YOUTUBE SYSTEM DESIGN

DECIDING REQUIREMENTS
- 1.Functional Requirements
- 2.Non Functional Requirements
CAPACITY ESTIMATION
API DESIGN
- 8.API Design-Upload Content
- 9.API Design-Stream Content
HIGH LEVEL DESIGN
DEEP DIVE INSIGHTS

DECIDING REQUIREMENTS:

Functional Requirements

There will be two types of users:

Viewers: One who consumes the content.
Content Creators: One who creates the content.

Functional Requirements for Viewers

Requirement	Description
Streaming	User can stream any TV show or movie.
Device Compatibility	The application should be supported on all devices.

Functional Requirements for Content Creators

Requirement	Description
Upload Content	Content Creators should be able to upload movies/TV shows. After successful upload, they should get a notification.

Non-Functional-Requirements

For Viewers

Requirement	Description
Low Latency	When a user watches a movie or TV show, the experience should be smooth. Any buffering or lagging will spoil the experience.
Scalability	The platform should be able to handle a large number of users streaming many movies/TV shows simultaneously.
User Experience	Users should get the best possible quality while streaming. For example, if a user's internet is strong, they shouldn't receive poor quality (240p) streaming.
Availability	The system should be highly available with 99.9999% uptime.

For Content Creators

Requirement	Description
Scalability	The platform should be able to handle many content creators uploading numerous movies/TV shows at the same time.
Security	The platform should ensure the security of the content uploaded by creators to prevent unauthorized access or piracy.
Storage Reliability	The platform should provide reliable storage to ensure the uploaded content is safely stored and remains available without disappearing.

CAPACITY ESTIMATION:

DAU-MAU

How many users will be using your software?
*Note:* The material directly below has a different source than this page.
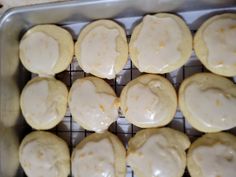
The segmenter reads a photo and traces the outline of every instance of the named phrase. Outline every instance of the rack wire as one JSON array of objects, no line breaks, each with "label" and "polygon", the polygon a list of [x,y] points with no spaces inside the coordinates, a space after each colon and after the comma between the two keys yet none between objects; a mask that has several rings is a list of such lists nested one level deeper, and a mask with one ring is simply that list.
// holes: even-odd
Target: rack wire
[{"label": "rack wire", "polygon": [[[190,61],[181,67],[180,69],[169,73],[164,74],[163,76],[167,78],[176,89],[179,88],[180,83],[182,80],[194,73],[203,72],[205,68],[201,65],[201,63],[196,60],[196,57],[193,53],[191,56]],[[124,69],[116,76],[113,80],[106,80],[113,89],[115,90],[117,96],[120,95],[121,90],[123,87],[131,80],[135,79],[136,77],[140,76],[142,73],[138,71],[138,69],[132,64],[131,60],[129,59]],[[72,83],[82,77],[86,77],[89,74],[85,73],[79,66],[76,61],[76,58],[73,59],[70,67],[67,71],[58,74],[56,76],[57,79],[63,81],[68,88],[71,87]],[[174,119],[171,121],[168,127],[172,127],[174,129],[180,130],[186,133],[190,139],[195,139],[201,135],[200,132],[191,128],[191,126],[185,121],[182,113],[177,110]],[[127,146],[128,140],[135,135],[135,133],[140,130],[140,128],[132,125],[129,123],[125,116],[119,112],[119,117],[116,122],[114,122],[109,131],[116,134],[120,140],[123,142],[125,146]],[[64,120],[54,129],[54,131],[58,136],[62,137],[69,145],[70,151],[87,135],[93,133],[91,131],[87,131],[80,127],[72,118],[71,113],[69,110],[66,113]],[[127,166],[127,177],[134,177],[133,171],[129,166]],[[185,177],[188,177],[188,173],[186,171]]]},{"label": "rack wire", "polygon": [[[195,31],[192,32],[195,33]],[[130,35],[128,35],[127,38],[129,40]],[[193,52],[191,58],[184,66],[177,69],[176,71],[164,74],[162,76],[167,78],[173,84],[177,91],[181,82],[185,78],[193,75],[194,73],[205,71],[207,72],[207,69],[200,63],[199,60],[197,60],[195,53]],[[141,74],[142,73],[138,71],[138,69],[132,64],[131,60],[129,59],[124,69],[119,74],[117,74],[116,78],[113,80],[106,80],[106,82],[113,87],[117,96],[120,96],[123,87],[129,81],[137,78]],[[76,79],[83,78],[86,76],[89,76],[89,74],[85,73],[79,67],[76,58],[73,58],[73,61],[70,64],[69,68],[64,72],[57,74],[56,78],[64,82],[67,85],[68,89],[70,89],[71,85]],[[179,109],[176,111],[174,119],[167,126],[184,132],[186,135],[189,136],[191,141],[195,140],[196,138],[202,135],[201,132],[191,127],[191,125],[185,120],[183,114],[179,111]],[[129,123],[120,111],[117,121],[114,122],[109,128],[109,131],[116,134],[126,147],[128,140],[133,137],[138,130],[140,130],[140,128]],[[67,113],[63,121],[50,131],[57,134],[59,137],[63,138],[68,143],[70,152],[72,152],[73,148],[83,138],[93,133],[92,131],[87,131],[80,127],[73,120],[69,109],[67,109]],[[231,130],[231,132],[236,134],[236,128]],[[135,177],[132,169],[129,166],[127,166],[126,177]],[[189,177],[189,173],[187,170],[185,171],[184,177]]]}]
Daily Active Users (DAU): 100 million
Monthly Active Users (MAU): 2.5 billion

Throughput

1. Write Requests

Write Operation:

Uploading videos is the only way to write (add data) to the system.

Assumption:

Most users are viewers rather than creators. We assume that 1 out of 250 users uploads a video daily.

Calculation:

Total Daily Active Users (DAU): 100 million
Fraction of Users Uploading Videos: (1/250)
Write Requests per Day:

(1/250)times 100,000,000 = 0.4 million write requests per day

2. Read Requests

Read Operation:

Watching videos is the primary way to read data from the system.

Assumption:

An average user watches 10 videos per day.

Calculation:

Total Daily Active Users (DAU): 100 million
Videos Watched per User: 10
Read Requests per Day:

100,000,000 * 10 = 1billion read requests per day

Summary

Operation	Calculation	Result
Writes	(1/250) × 100 million	0.4 million requests/day
Reads	100 million × 10	1 billion requests/day

Storage

Video Data

Assumptions

Average Size of a Video: 600 MB
Daily Uploads (from throughput estimation): 0.4 million requests per day

Storage Calculations

Daily Storage Requirement:
600 MB × 0.4 million requests/day = 240 TB/day
10-Year Storage Requirement:
240 TB/day × 365 days × 10 years = 876 PB

Summary

Metric	Calculation	Result
Daily Storage	600 MB × 0.4 million requests/day	240 TB
10-Year Storage	240 TB/day × 365 days × 10 years	876 PB

Memory

Overview

By memory, we refer to the cache memory size required for faster data access.

Why Cache Memory?

Accessing data directly from the database takes time. To speed up data retrieval, cache memory is used.

Cache Memory Requirement Calculation

Daily Storage Requirement: 240 TB/day
Cache Requirement (1% of Daily Storage):
0.01 × 240 TB = 2.4 TB/day

Scalability

The memory size should scale as the system grows to accommodate increasing storage and data access demands.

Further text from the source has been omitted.